Wild Fusion Rocket In Development Gets Hotter Than The Sun And Screams At 500K MPH

hero pulsar rocket
Faster space travel has been the holy grail of space agencies for decades and a UK-based aerospace company says it might have a viable solution in the form of nuclear fusion. If all goes well, a working fusion prototype could happen as soon as 2027.

Pulsar Fusion, a UK aerospace startup is claiming that it's in the process of building a nuclear fusion rocket engine that could slash travel times between Earth and Mars (and beyond) by half, reaching speeds in excess of 500,000 mph. When the supposed rocket is fired, it will also be running hotter than the Sun. Comparatively, the fastest humans have ever travel in space is 24,791 mph, achieved by Apollo 10 in 1969

Cutting travel time for astronauts is not just a trivial matter of objective numbers, but is strongly tied to health dangers caused by prolonged exposure to radiation and microgravity.

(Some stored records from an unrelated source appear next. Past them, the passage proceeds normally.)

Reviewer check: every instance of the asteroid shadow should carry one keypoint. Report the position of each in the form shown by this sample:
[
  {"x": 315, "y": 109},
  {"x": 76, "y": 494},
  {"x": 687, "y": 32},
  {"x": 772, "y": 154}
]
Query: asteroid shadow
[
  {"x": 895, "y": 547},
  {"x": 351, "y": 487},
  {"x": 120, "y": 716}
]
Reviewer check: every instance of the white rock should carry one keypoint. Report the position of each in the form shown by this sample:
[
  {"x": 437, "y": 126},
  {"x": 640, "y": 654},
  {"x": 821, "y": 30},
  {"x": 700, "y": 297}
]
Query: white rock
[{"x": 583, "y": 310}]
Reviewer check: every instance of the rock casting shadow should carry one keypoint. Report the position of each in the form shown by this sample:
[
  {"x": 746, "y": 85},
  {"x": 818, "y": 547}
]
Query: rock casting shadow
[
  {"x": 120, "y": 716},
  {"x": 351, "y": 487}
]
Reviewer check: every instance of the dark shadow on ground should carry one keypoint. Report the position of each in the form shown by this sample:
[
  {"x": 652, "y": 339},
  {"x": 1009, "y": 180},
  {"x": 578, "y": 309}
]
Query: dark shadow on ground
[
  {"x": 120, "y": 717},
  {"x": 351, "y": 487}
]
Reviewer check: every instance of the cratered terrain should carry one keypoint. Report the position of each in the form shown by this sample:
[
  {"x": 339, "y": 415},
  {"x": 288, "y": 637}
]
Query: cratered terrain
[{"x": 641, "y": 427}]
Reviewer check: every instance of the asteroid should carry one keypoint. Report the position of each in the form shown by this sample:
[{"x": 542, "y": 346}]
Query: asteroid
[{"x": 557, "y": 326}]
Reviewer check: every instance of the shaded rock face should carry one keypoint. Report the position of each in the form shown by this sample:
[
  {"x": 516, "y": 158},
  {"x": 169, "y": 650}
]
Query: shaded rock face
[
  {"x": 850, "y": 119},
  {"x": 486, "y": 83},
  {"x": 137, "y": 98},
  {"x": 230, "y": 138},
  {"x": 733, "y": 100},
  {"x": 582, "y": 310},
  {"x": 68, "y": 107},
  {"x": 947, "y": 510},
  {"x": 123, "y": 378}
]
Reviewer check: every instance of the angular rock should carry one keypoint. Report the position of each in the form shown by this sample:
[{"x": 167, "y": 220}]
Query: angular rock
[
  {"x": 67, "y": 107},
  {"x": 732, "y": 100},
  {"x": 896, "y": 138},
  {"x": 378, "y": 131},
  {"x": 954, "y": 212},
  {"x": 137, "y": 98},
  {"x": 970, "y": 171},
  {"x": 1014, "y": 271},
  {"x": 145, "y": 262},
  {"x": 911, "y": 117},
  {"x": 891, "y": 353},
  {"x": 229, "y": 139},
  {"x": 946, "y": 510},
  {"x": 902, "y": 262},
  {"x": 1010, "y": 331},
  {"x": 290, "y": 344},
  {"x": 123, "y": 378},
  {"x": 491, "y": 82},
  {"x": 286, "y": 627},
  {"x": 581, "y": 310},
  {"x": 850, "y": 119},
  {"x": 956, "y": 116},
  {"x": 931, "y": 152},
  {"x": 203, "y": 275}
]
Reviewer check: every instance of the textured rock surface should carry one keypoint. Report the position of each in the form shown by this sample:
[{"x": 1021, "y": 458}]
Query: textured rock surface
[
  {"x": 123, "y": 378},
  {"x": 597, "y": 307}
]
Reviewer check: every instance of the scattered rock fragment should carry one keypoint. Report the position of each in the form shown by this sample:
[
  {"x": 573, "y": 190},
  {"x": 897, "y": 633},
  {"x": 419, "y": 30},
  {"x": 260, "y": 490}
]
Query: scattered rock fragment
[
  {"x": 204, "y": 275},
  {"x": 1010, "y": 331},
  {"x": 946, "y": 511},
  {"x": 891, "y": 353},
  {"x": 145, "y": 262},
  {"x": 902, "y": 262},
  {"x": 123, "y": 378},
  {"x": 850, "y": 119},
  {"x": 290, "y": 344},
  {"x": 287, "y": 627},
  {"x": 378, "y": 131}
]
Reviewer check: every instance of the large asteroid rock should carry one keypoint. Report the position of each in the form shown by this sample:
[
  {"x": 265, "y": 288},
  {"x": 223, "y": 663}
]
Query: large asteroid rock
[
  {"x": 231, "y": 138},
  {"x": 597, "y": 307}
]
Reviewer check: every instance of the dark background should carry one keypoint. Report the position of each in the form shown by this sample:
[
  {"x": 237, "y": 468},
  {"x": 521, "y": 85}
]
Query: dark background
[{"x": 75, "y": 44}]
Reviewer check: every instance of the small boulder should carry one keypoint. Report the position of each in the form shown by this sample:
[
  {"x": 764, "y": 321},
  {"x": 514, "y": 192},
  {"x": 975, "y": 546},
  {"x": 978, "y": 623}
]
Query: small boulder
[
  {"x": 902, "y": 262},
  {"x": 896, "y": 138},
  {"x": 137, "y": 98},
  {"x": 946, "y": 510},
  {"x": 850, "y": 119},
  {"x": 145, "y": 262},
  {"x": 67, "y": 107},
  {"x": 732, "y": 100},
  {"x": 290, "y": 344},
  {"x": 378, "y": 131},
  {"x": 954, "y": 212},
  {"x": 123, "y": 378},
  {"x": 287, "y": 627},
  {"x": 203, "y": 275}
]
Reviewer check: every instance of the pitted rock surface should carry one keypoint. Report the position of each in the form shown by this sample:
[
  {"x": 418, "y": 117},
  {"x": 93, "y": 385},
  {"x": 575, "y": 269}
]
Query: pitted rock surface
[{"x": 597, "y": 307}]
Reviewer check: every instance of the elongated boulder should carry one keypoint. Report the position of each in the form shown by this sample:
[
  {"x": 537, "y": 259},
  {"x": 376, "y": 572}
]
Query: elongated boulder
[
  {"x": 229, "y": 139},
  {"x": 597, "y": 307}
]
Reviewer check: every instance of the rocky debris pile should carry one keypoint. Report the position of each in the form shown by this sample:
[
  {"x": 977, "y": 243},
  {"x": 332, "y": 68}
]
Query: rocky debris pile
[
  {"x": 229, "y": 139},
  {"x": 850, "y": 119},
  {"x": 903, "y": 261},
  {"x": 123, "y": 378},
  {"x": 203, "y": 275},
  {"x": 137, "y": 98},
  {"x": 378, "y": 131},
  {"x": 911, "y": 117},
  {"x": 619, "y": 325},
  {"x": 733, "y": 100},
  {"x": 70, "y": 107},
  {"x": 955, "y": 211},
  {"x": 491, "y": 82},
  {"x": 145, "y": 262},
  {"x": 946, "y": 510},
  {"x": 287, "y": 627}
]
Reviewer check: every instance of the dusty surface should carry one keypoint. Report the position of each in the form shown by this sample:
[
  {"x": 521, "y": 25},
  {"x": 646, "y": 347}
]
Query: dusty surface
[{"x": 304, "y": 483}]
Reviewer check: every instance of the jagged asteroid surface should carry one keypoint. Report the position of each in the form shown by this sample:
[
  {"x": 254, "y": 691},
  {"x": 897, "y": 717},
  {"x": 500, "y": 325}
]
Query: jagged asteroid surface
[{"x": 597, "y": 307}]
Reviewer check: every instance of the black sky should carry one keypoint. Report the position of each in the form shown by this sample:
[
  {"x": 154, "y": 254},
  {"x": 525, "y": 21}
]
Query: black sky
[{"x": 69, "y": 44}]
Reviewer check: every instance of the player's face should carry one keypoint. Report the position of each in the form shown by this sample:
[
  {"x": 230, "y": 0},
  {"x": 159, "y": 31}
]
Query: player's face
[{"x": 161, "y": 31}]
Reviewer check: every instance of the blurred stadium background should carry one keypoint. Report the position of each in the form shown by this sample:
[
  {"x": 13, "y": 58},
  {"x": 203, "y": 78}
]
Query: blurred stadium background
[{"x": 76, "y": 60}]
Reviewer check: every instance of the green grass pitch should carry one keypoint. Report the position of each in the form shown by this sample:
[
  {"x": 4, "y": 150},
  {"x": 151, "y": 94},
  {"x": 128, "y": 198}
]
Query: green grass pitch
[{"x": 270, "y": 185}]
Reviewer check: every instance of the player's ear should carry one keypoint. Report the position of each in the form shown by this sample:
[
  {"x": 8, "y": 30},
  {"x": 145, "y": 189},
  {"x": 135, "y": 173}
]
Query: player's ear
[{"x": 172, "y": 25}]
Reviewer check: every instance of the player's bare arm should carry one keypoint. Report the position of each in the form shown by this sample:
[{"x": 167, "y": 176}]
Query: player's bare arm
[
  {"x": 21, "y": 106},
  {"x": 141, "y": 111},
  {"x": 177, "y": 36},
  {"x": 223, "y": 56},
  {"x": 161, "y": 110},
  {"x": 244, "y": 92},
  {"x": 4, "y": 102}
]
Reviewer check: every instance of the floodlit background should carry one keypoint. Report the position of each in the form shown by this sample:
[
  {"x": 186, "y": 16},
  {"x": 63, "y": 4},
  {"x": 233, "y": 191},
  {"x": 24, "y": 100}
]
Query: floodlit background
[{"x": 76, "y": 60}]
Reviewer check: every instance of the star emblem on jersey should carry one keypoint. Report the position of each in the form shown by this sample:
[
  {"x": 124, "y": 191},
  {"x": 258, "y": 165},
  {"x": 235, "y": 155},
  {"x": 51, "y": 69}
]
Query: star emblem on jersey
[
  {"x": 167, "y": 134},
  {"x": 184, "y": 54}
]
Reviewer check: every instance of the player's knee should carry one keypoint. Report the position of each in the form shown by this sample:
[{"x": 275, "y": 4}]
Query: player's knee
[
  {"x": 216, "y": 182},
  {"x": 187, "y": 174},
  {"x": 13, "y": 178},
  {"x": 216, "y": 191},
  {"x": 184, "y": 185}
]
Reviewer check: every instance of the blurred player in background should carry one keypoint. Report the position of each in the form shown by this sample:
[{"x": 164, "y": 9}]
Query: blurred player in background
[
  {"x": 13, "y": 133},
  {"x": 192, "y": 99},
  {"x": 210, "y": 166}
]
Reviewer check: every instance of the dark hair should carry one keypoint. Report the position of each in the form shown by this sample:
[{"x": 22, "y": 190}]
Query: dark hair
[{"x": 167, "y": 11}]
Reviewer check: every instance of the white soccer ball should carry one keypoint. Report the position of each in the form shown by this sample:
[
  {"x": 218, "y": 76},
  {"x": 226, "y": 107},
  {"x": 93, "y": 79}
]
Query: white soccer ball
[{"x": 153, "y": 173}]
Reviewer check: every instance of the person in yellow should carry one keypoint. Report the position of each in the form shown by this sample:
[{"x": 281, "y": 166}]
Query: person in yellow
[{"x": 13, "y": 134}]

For example, in order to keep crew on future NASA missions to Mars healthy when they return, it's believed that anything less than four-year mission would be ideal.


Nuclear fusion brings a lot of promise, but up until now the challenge has been sustaining the fusion reactions. According to James Lambert, CFO for Pulsar Fusion, "The difficulty is leaning how to hold and confine the super-hot plasma within an electromagnetic field." He adds that, "Scientists have not been able to control the turbulent plasma as it is heated to hundreds of millions of degrees and the reaction simply stops."

The company believes that between improved AI supercomputer simulations, better prediction and confinement model for the plasma, plus valuable data from other partners and their fusion tests, it could improve the design of the rocket engine prototype. 

The Pulsar rocket is slated for preliminary test firing in 2025, and then achieving fusion temperatures by 2027, assuming all goes as planned.